Sunday, February 8, 2009

An Artists Intentions

...are irrelevant to everyone except the artist.

There's a video on youtube.com of David Lynch ranting about how it's "bullshit" that people watch movies on iPods. Sorry Mr. Lynch but what is bullshit is that you think that you can control your art once it's out in the wild.

You can't force people to see things the way you want. The best you can hope for is that at least a small portion of your message gets across to the viewer. Each person that sees it has a mind of their own and will come away with their own impression. Not only that but how your art is delivered can change over time. Paintings are reproduced in books, posters, coffee mugs. Music that was on vinyl disc is now listened to on mp3 players, heard in commercials, video games, and poorly produced youtube slideshows. Films that were seen on a screen with 200 other people in surround sound, are seen on VHS on a mono TV, DVD in 2.1 stereo and yes, even iPods with some crummy earbuds. Even if, for example, an artistic work hangs in a gallery and is never reproduced in any way, time will alter how the piece looks. Colors will fade, varnish will yellow. Ultimately it's the VIEWER, not the artist that determines how a work is delivered.

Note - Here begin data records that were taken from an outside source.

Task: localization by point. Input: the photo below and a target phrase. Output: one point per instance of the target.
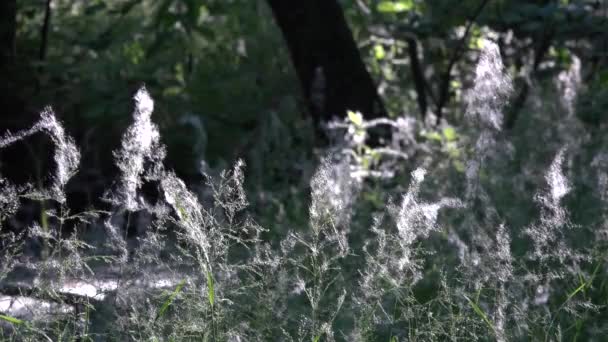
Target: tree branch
(444, 89)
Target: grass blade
(12, 320)
(170, 299)
(480, 313)
(210, 288)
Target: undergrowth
(444, 258)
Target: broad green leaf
(395, 6)
(356, 118)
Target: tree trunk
(332, 74)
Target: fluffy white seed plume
(416, 219)
(546, 234)
(332, 191)
(491, 90)
(140, 144)
(66, 156)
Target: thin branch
(460, 49)
(418, 76)
(44, 31)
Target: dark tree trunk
(8, 15)
(332, 74)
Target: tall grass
(442, 259)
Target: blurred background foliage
(225, 87)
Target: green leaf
(210, 288)
(356, 118)
(379, 51)
(395, 6)
(170, 299)
(480, 313)
(459, 166)
(12, 320)
(450, 134)
(433, 136)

Art is a form of communication. Like any communication that hangs around for a long while, how people view it changes over time. The importance of any art is relevance to the viewer or listener, not the intentions of the artist. As with folk music, folk tales and urban legends, variations are introduced with each successive teller or performer. No two live stage performances of plays are alike. No two productions of the same play are alike. THIS IS NOT A BAD THING. People have always built upon others ideas so there is no such thing as an original thought. There's no such thing as original art.

The artist's idea, concept, first thought doesn't matter at all. Even the final concrete form it first takes doesn't matter. What the viewer or listener gets out of it, what they come away with is what really matters. What you as an artist want doesn't matter. You can rant against iPods, ebooks, crappy speakers, remixes or whatever new form or presentation a work of art takes over time but it doesn't mean a thing. Relevance is all that ultimately matters. You can't control how another person sees, interprets, manipulates or otherwise changes any work of art, whether in their mind or in the material world.

Artistic intentions, ideas and concepts are not sacred. If you don't like that, too bad because that is the reality of any artistic endeavor.